Some research questions require to estimate the covariance between two random effects within a univariate model.To do so, we can use the argument str
. As an example, we fit a model which estimate the covariance between the additive genetic variance and the mother variance. Both variances require to operate on the same level, thus animal
and mother
require to be associated to the pedigree information.
The argument str
has two components: first the equation term with the two random effects ~vm(animal,Ainv)+vm(mother, ainv)
and second the structural term ~us(2):id(number)
. Here within the structural term, we fit a 2x2 unstructured matrix us(2)
which estimated the variance and the covariance between the random effects in the equation term. To successfully work, the structural term also requires the number of level identified within id()
. Here a small tip, if you don’t know the number of level identified within id(), run the model with a random number. The model will not converge and a error message will appear like this one: Size of direct product (4) does not conform with total size of included terms (2618)

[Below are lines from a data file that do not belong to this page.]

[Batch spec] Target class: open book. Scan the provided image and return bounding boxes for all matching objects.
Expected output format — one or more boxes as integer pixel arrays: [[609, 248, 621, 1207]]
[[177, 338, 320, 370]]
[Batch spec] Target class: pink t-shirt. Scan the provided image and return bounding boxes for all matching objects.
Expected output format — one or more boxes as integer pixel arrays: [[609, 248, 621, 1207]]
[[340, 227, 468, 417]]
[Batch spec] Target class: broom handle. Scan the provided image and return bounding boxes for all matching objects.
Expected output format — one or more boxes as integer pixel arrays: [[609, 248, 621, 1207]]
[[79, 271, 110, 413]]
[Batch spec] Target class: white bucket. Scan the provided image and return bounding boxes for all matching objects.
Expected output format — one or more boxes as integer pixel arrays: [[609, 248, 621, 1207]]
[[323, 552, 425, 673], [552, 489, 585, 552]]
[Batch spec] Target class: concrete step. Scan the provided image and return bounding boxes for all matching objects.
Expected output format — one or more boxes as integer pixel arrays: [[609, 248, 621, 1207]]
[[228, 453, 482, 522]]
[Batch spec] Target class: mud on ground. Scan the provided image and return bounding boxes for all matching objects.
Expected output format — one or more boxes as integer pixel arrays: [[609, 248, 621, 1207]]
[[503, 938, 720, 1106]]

. The error message can help you determine the required level within the str
function, as here 2618 divide by 2. In addition, it is necessary the random effects
model.temp2 <- asreml(
fixed = bwt ~ 1,
random = ~ str(~ vm(animal, ainv) + vm(mother, ainv), ~ us(2):id(1309)) + byear,
residual = ~ idv(units),
data = gryphon,
na.action = na.method(x = "omit", y = "omit"),
start.values = T
)
G.temp2 <- model.temp2$vparameters[(1:4), ]
G.temp2$Constraint <- "U"
model6 <- asreml(
fixed = bwt ~ 1 + sex,
random = ~ str(~ vm(animal, ainv) + vm(mother, ainv), ~ us(2):id(1309)) + byear,
residual = ~ idv(units),
data = gryphon,
na.action = na.method(x = "omit", y = "omit"),
# equate.levels = c("animal", "mother"),
, G.param = G.temp2
)
summary(model6)$varcomp
We have successfully produced a code to estimate the covariance between two random effects. However for this example, the dataset is not sufficient to properly estimate it and the model did not converge but you have the idea of how to use the function str
.
Additional and final tip: It is happen that Asreml will estimate negative variance if you allow the variance matrix to be unstructured. A negative variance is counter-intuitive meaning statistically the mean within the random effect is less similar than expected by chance. However a possible biological reason can be hypothesized such as a sibling competition within the nest creating a negative among-individual covariance within the nest.Thus to test this hypotheses,it is required to estimate the covariance between two random effects.